`df.filter( pl.lit("some_str").str.contains( pl.col(...) )` does not filter properly #12632

DeflateAwning · 2023-11-22T16:08:30Z

Checks

I have checked that this issue has not already been reported.
I have confirmed this bug exists on the latest version of Polars.

Reproducible example

import polars as pl

df = pl.DataFrame([
	{'name': 'COMPANY A', 'id': 1},
	{'name': 'COMPANY B', 'id': 2},
	{'name': 'COMPANY C', 'id': 3},
])

# this works as expected (returns all rows)
df.filter(
    pl.col('name').str.contains(pl.lit('COMPANY'), literal=True)
)

# this works as expected (returns row with id=2 only)
df.filter(
    pl.col('name').str.contains(pl.lit('B'), literal=True)
)

# this does not work!
# you would expect it to filter the df to row with id=1, but instead it returns all rows
df.filter(
    pl.lit('COMPANY A PLUS EXTRA TEXT').str.contains(pl.col('name'), literal=True)
)

# this does not work!
# you would expect it to filter the df to row with id=2, but instead it returns no rows
df.filter(
    pl.lit('COMPANY B PLUS EXTRA TEXT').str.contains(pl.col('name'), literal=True)
)

Log output

No response

Issue description

When filtering a dataframe to a string literal containing the value within a column, the result behaves unpredictably.
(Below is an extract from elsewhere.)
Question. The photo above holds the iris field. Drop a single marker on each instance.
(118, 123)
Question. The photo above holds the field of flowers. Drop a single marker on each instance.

Note that I would love to see unit test cases added for this, as it's quirky it wasn't noticed earlier (or only just recently broke)

Expected behavior

See expected values in comments in the Reproducable Example section

Installed versions

>>> pl.show_versions()
--------Version info---------
Polars:              0.19.13
Index type:          UInt32
Platform:            Linux-6.1.0-1026-oem-x86_64-with-glibc2.35
Python:              3.9.18 (main, Aug 25 2023, 13:20:14) 
[GCC 11.4.0]

----Optional dependencies----
adbc_driver_sqlite:  <not installed>
cloudpickle:         3.0.0
connectorx:          0.3.2
deltalake:           <not installed>
fsspec:              2023.10.0
gevent:              <not installed>
matplotlib:          3.8.1
numpy:               1.26.2
openpyxl:            3.0.10
pandas:              1.5.3
pyarrow:             11.0.0
pydantic:            <not installed>
pyiceberg:           <not installed>
pyxlsb:              1.0.10
sqlalchemy:          1.4.50
xlsx2csv:            0.8.1
xlsxwriter:          3.0.9

The text was updated successfully, but these errors were encountered:

MarcoGorelli · 2023-11-22T16:20:16Z

Thanks for the report - if you run

In [59]: df.select(
    ...:     pl.lit('COMPANY A PLUS EXTRA TEXT').str.contains(pl.col('name'), literal=True)
    ...: )
Out[59]:
shape: (1, 1)
┌─────────┐
│ literal │
│ ---     │
│ bool    │
╞═════════╡
│ true    │
└─────────┘

then the output is a single row

What you probably want to do is add an extra column first, so it gets broadcast to the right length, before you do the filtering:

In [64]: df.with_columns(name_with_extra_text=pl.lit('COMPANY A PLUS EXTRA TEXT')).filter(
    ...:     pl.col('name_with_extra_text').str.contains(pl.col('name'), literal=True)
    ...: )
Out[64]:
shape: (1, 3)
┌───────────┬─────┬───────────────────────────┐
│ name      ┆ id  ┆ name_with_extra_text      │
│ ---       ┆ --- ┆ ---                       │
│ str       ┆ i64 ┆ str                       │
╞═══════════╪═════╪═══════════════════════════╡
│ COMPANY A ┆ 1   ┆ COMPANY A PLUS EXTRA TEXT │
└───────────┴─────┴───────────────────────────┘

Having said that, maybe Expr.str.contains should raise if pattern is longer than self, or broadcast to the length of pattern? @reswqa

DeflateAwning · 2023-11-22T16:45:02Z

I think that it should broadcast to the length. My intuition suggests that what I wrote should function properly.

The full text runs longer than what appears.